2 Breathe on me, Breath of God,
until my heart is pure,
until my will is one with yours,
to do and to endure.
3 Breathe on me, Breath of God,
so shall I never die,
but live with you the perfect life
for all eternity.
|First Line:||Breathe on me, breath of God|
|Title:||Breathe on Me, Breath of God|
|Author:||Edwin Hatch (1878, alt.)|
|Scripture:||Ezekiel 36:27; Joel 2:28; John 20:22; John 20|
|Topic:||Will of God; Songs for Children: Hymns|
st. 1 = Ezek. 36:27
st. 1-3 = Joel 2:28, John 20:22
The text is a prayer for renewal by God's Spirit (like Ps. 51:10-12), a renewal that is to be expressed in a life of love (st. 1), in purity of heart and will (st. 2), and in an intimacy with God that heralds the perfection of eternal life (st. 3). In both Hebrew and Greek the Word for "spirit" is the same as "wind/air/breath"; thus in this text the Spirit of God is referred to as "Breath of God."
Intended as a hymn for ordination, this text by Edwin Hatch (b. Derby, England, 1835; d. Oxford, England, 1889) was privately printed in 1878 and then published in Henry Allon's The Congregational Psalmist Hymnal in 1886. Hatch evidently had a simple and childlike faith; that description fits this text as well.
Hatch grew up in a Non-conformist home, was educated at Pembroke College, Oxford, England, and ordained in the Church of England in 1859. A teacher of classics and church history, he taught at Trinity College, Toronto, Canada (1859-1862), and at a high school in Quebec City (1862-1867). In 1867 he returned to Oxford, where he served the academic world with great distinction, particularly as a specialist on early Christian history.

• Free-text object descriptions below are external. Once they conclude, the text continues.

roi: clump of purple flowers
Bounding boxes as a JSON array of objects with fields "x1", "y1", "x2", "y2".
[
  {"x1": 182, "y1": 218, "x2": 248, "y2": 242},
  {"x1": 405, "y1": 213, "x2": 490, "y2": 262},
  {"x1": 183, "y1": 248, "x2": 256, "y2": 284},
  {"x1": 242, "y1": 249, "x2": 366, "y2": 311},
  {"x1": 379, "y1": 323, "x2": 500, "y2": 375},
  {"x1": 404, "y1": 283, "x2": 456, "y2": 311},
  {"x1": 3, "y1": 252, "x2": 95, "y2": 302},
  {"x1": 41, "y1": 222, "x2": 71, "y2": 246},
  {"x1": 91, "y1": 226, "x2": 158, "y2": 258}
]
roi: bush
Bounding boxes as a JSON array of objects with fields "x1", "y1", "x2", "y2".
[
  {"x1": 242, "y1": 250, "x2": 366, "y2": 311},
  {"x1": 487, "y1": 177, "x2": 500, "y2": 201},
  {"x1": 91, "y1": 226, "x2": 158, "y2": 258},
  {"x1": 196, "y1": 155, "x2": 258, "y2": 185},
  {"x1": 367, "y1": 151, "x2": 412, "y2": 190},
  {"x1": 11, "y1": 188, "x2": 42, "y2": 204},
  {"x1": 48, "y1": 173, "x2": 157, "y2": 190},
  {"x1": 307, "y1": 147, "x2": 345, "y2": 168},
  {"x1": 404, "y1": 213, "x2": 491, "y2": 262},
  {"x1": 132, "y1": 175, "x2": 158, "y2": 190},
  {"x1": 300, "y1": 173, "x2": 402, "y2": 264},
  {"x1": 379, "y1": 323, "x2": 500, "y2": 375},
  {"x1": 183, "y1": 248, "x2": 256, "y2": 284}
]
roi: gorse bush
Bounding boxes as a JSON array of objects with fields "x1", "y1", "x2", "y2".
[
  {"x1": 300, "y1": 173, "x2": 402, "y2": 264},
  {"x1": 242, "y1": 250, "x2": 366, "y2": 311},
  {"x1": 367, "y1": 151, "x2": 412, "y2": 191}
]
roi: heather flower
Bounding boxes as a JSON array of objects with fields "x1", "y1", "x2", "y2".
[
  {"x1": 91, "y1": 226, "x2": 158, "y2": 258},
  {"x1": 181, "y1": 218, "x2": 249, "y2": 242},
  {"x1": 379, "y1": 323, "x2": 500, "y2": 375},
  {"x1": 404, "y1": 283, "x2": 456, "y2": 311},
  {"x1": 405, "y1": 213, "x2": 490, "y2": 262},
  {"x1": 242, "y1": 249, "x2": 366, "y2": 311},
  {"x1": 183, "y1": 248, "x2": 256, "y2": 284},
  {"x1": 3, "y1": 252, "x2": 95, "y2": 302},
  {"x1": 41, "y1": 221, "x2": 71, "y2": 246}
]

His few hymn texts were published posthumously in Towards Fields of Light (1890).
Pentecost; as a prayer for renewal; ordination and other commissioning services; profession of faith.
--Psalter Hymnal Handbook
Robert Jackson (b, Oldham, Lancashire, England, 1842; d. Oldham, 1914) originally, composed TRENTHAM as a setting for Henry W. Baker's "O Perfect Life of Love" (380). Named for a village in Staffordshire, England, close to the town in which Jackson was born, the tune was published with the Baker text in Fifty Sacred Leaflets (1888).
After receiving his musical training at the Royal Academy of Music, Jackson worked briefly as organist at St. Mark's Church, Grosvenor Square, in London. But he spent most of his life as organist at St. Peter's Church in Oldham (1868-1914), where his father had previously been organist for forty-eight years. A composer of hymn tunes, Jackson was also the conductor of the Oldham Music Society and Werneth Vocal Society.
By the turn of the twentieth century, TRENTHAM became associated with the Hatch text. TRENTHAM is a serviceable tune in the mannerist tradition of Victorian hymnody (see PHH 276), but it is barely adequate for the fervor of this text. Nonetheless, the tune is loved by many. Sing in harmony and maintain one pulse per bar.